A 45-year-old man presents to the emergency department with swelling of the tongue that started about 30 minutes before his arrival. The patient denies having shortness of breath, a sore throat, drooling, or globus sensation. He also denies ingestion of new foods, pills, or supplements and any exposure to new items such as soap, tooth paste, deodorants, and laundry detergents. The patient is not taking any medications and is allergic to penicillin. He reports a history of urticaria and 1 episode of an allergic facial swelling that was successfully treated with antihistamines and steroids.

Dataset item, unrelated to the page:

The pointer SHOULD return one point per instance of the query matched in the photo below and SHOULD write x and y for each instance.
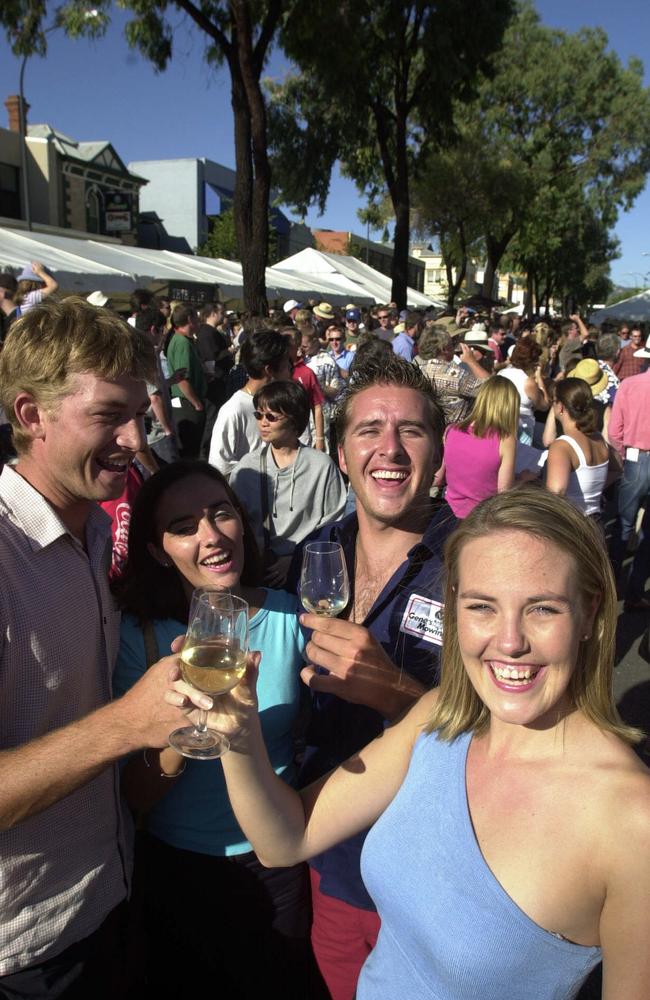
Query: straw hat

On physical examination, the patient's vital signs are a temperature of 37.2°C, blood pressure of 140/67, heart rate of 77 beats per minute, respiratory rate of 18 breaths per minute, and an O2 saturation of 99% while he is breathing room air. The patient appears well and is in no acute distress. Head, eyes, ears, nose, and throat examination reveals marked swelling of the right side of the tongue and the floor of his mouth (see Image). Of note, the patient has no difficulty opening his mouth, and the floor of his mouth is soft to palpation. The uvula is visualized by using a tongue depressor; it is midline and not swollen.
The lungs are clear to auscultation without any wheezing or rales, and hearts sounds are regular and without murmurs. The abdomen is soft and not tender. The extremities show no signs of cyanosis or edema. Detailed skin examination fails to demonstrate any abnormal lesions; in particular, no urticarial lesions are identified.
What is the diagnosis?
Idiopathic unilateral angioedema of the tongue: The image shows angioedema limited to the right side of the tongue. Urticaria and angioedema may appear separately or together as cutaneous manifestations of localized nonpitting edema. The process may also occur on mucosal surfaces of the upper respiratory or GI tract.

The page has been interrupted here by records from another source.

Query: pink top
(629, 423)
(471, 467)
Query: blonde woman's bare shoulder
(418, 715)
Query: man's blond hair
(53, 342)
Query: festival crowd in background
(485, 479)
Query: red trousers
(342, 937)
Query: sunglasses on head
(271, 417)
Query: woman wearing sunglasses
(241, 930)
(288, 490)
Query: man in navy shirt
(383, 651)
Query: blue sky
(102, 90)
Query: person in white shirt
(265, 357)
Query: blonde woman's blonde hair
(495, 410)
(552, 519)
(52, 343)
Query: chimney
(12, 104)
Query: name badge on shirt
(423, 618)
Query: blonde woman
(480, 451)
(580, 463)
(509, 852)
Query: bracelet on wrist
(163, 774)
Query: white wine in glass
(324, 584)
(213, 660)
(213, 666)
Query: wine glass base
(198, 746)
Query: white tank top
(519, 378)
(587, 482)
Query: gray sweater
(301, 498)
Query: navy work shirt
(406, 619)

Angioedema is a well-demarcated, localized edema involving the deep layers of the skin, including the subcutaneous tissue. The pathology of urticaria is usually characterized by edema of the dermis in urticaria; that of angioedema is characterized by edema of the subcutaneous tissue and dermis. In affected areas, collagen bundles are widely separated, and the venules are sometimes dilated. The perivenular infiltrate may consist of lymphocytes, eosinophils, and neutrophils that are present in various combinations and numbers throughout the dermis.

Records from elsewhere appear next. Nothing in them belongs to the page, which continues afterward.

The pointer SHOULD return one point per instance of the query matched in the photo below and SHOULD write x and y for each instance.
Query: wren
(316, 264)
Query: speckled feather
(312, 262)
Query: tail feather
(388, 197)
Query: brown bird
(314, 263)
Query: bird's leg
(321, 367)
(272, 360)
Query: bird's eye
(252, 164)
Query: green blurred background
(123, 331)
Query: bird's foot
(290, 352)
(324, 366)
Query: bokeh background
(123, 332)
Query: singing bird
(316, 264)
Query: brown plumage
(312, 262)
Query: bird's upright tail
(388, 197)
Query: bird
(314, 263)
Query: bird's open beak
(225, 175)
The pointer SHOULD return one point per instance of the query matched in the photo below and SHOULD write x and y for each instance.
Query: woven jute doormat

The 5 major etiologic groups for urticaria with or without angioedema are the following:
Immunoglobulin E (IgE)–dependent group, which may involve specific antigens (eg, foods, drugs, pollens, venoms), physical stimulation (eg, cold, vibration, exercise), or certain autoimmune disorders (eg, lupus erythematosus, cryoglobulinemia, juvenile rheumatoid arthritis, autoimmune thyroid disease)
Bradykinin-mediated group, which may involve hereditary or acquired C1 esterase inhibitor (C1INH) deficiency or malfunction or angiotensin-converting enzyme (ACE) inhibitors
Complement-mediated group, where patients may have serum sickness, necrotizing vasculitis, or a reaction to a transfusion of blood products
Nonimmunologic group, in which disease is related to direct mast-cell activators (eg, opiates, antibiotics, radiologic contrast material) or agents that alter arachidonic acid metabolism (eg, nonsteroidal anti-inflammatory drugs, azo dyes, benzoates)
The initial goal of therapy is airway management and attention to the patient's ventilation and oxygenation. The most skilled person available must handle airway interventions if they are necessary because oral obstruction is often massive. The treating physician should be ready to perform a surgical airway intervention when attempts to secure an oropharyngeal and/or nasopharyngeal airway fail.
After the patient's airway is secured, pharmacotherapy for nonhereditary angioedema usually involves a short course of H1 and H2 blockers as well as steroids. In advanced or progressive cases with airway compromise or in cases that are progressing despite adequate conservative pharmacotherapy, subcutaneous epinephrine can be given. Hereditary angioedema is more refractory to subcutaneous epinephrine, antihistamines, and steroids than nonhereditary angioedema. Stanozolol (anabolic steroid) and danazol (gonadotropin inhibitor) may be used in the acute phase of an episode of hereditary angioedema. C1INH should be replaced during moderate-to-severe episodes of hereditary angioedema; it is transfused as a C1INH concentrate or as fresh-frozen plasma.
The patient in our case was treated with intravenous H1 and H2 blockers as well as glucocorticoids. He was observed in the emergency department for 4 hours, when and his tongue swelling markedly improved. At discharge, a 5-day course of antihistamines and prednisone and self-injectable epinephrine (Epi-Pen) were prescribed. C1INH levels and function studies were ordered from the emergency department, and the results were reported to be within normal limits. The patient was referred to an immunologist.